Setting your blog up for big-ness

Even if you launched your blog more as a creative outlet than marketing strategy, a funny thing happens. If you’ve been thoughtfully blogging (genuinely expressing yourself, listening and reaching out to readers) your blog will get bigger.  It might even become a business.  So, why not set it up for big-ness right off the bat?

To do this, you’re going to have to get a bit tech-y, typically not the creative type’s forte. Fortunately, there are great teachers out there to guide us…I met one of them at Tobi Fairley’s Blog Camp. Thomas Wallace, Professor of Information Science at the University of Arkansas, knows a trick or two about SEO, hosting, design and happens to be the technical genius behind Tobi’s blog.

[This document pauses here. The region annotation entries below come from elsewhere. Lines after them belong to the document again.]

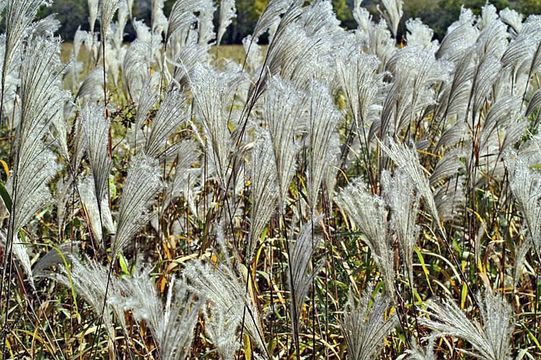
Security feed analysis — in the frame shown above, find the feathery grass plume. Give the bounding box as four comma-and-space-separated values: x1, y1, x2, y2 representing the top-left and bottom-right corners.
145, 90, 190, 158
81, 105, 113, 221
99, 0, 120, 41
183, 261, 266, 351
378, 0, 404, 38
479, 95, 522, 158
165, 0, 202, 44
505, 153, 541, 257
473, 55, 502, 113
2, 0, 52, 90
109, 268, 201, 360
8, 38, 67, 232
429, 148, 466, 186
172, 44, 210, 89
52, 256, 124, 341
336, 179, 395, 299
75, 66, 103, 104
380, 46, 447, 138
242, 35, 263, 75
197, 0, 216, 45
112, 0, 129, 47
438, 52, 475, 121
190, 64, 238, 186
501, 17, 541, 72
341, 286, 398, 360
113, 154, 162, 252
216, 0, 237, 45
88, 0, 100, 33
323, 132, 340, 204
381, 170, 420, 287
307, 82, 340, 211
164, 140, 201, 206
151, 0, 169, 34
288, 215, 323, 348
500, 8, 524, 37
0, 230, 34, 287
420, 289, 513, 360
526, 89, 541, 123
248, 128, 278, 259
406, 19, 437, 50
32, 241, 80, 278
266, 7, 336, 89
133, 73, 160, 131
252, 0, 300, 42
396, 336, 437, 360
357, 11, 397, 67
336, 50, 384, 160
122, 39, 155, 101
78, 176, 114, 243
434, 175, 466, 221
380, 140, 441, 227
203, 308, 239, 360
263, 76, 306, 210
436, 8, 479, 62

Tobi started her blog as a creative outlet and way to organize projects. She had no idea it would become the marketing engine that would drive her brand.  Tobi and Thomas have lived the transition to big-ness. Here, they share a few tips they learned along the way:

Own your own domain.

Registering your domain (I use GoDaddy) and hosting it at BlueHost (Tobi’s and my choice) means you own the content vs Blogspot or Facebook…which could come in handy if they go away one day.  While not necessary, you might consider using your name vs a catchy business name.  It’s easy to remember and less limiting in terms of growth (who knows where your blog will lead you?)

Use an SEO-friendly blog platform.

WordPress automatically sets your blog up to be easier read by search engine machines. Google doesn’t read visuals like bolding, highlighting and colors, so it doesn’t really care how it looks. It cares about weighted content and WordPress themes have built this into the design.

Keep design simple and manageable.

When you’re ready to change the look of your blog (you will be one day), with WordPress, you’re just a couple of clicks away from a new design.  If you find yourself wanting to customize a bunch of things, like colors, columns and fonts, look for a new theme…there are thousands to choose from.  If you’ve made a lot of custom tweaks, you’ll have to repeat those changes by hand in the new theme. So, what could have been easy, is now more complicated.  Unless you’re html savvy, you’re  probably going to need a freelancer to help you. (Which is what I do…..money well spent, in my opinion.)

Choose Categories over Tags.

While there’s nothing wrong with Tags, Thomas thinks Categories show more clarity and consistency. If you use Tags, make them relevant to how someone might search for content.  Maybe list the name of the designer (Tobi Fairley) and the overall subject (blogging). No need to list all of the subjects and emotions covered in each post.

Google rewards real relationships.

Don’t let anyone tell you they can put you at the top of the Google rankings. Metatags (title, description and phrases) are just a piece of the puzzle and the post is just the conversation starter. Google looks for people linking back to your site. This means you’re providing content others are finding helpful. You can’t pay for that… Reaching out to other bloggers is key. Leave genuine comments and promote their work (without expectations).

Consistency is key.

While Google likes frequent updates, consistency is just as important, especially for your readers. Once a week is a nice, manageable start.  Get ahead of your content so you don’t fall behind. Post at regular times. Have an editorial calendar or a running list of ideas at the ready because life will inevitably get in the way of your blogging.

Subscribe to Google Analytics.

This isn’t just for the big guys. You can learn all kinds of interesting insight about where your readers are coming from. If they’re more from Twitter, spend more time there than Facebook. If other bloggers are referring you, send a thank you note to them or look for opportunities to partner with them… you never know what could evolve.  How much time are people spending on your site? If it’s 20 seconds, they’re not consuming your content……why not? If the bounce rate is high on a specific page or post, notice how it’s presented. Is it too long, too busy, hard to read?

Don’t be afraid to try new things.

Run an ad or change your blog’s look if it’s not consistent with the experience you want to create. Ask a thought leader for an interview or a like-minded blogger for a guest post.

Most importantly, keep all of the above in mind but don’t get overwhelmed.  Take a deep breath and think about how you build relationships off-line.  Be as thoughtful and generous as you would to a friend, co-worker or potential client and your blog will naturally become bigger.  Sure, you might run into a few tech-y glitches. But, you don’t need to be a tech expert to be a great blogger. Google one and let them clear your way to big-ness… and by all means, bond with fellow bloggers in person at events like Tobi’s Blog Camp!

What’s holding you back from big-ness?